I was thinking the same thing. Ever see the British TV series Private Schultz? It was a humorous account of the forging of £5 notes by the Germans in WWII.
As I read the story, the ink is made here, at a facility operated by a Swiss company.
Analogous to the automobile factories here run by Japanese carmakers.
But try to save the nation from deflation by printing some C-Notes in your basement and all of a sudden everybody gets all pissy about it.
Why would anyone doubt a $1 bill? It's only a buck.
Make bigger bills, and someone might get concerned. So I would imagine they would receive the least scrutiny. Not much profit to the bill, but a dollar here and a couple of dollars there could add up pretty fast, especially if no one is looking for it.
Wasn’t there an incident this fall with some russian diplomat or someone in his party who passeed a fake at a store while at a camp david conference?

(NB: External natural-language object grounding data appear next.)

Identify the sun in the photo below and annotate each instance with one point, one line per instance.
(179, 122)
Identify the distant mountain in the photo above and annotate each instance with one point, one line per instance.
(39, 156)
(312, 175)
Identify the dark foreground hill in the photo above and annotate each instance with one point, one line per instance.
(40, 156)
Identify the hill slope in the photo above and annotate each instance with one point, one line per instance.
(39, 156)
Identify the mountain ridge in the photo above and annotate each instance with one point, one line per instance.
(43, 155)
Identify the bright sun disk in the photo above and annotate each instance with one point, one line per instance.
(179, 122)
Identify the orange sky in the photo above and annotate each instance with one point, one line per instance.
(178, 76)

A flashback to Sandy Berger at the National Archives.
"Operation Bernhard" had many facets - printing, codebreaking for the serial numbers, paper/inks, ... and also had several objectives: (a) buy materials from neutral countries like Switzerland, (b) pay the various spy networks, and (c) destabilize the Bank of England's currency.
These notes caused the British to re-design their currency en masse - hence the use of color on their notes.
Yes, heaven forbid we might get some novelty toilet paper out of their visit.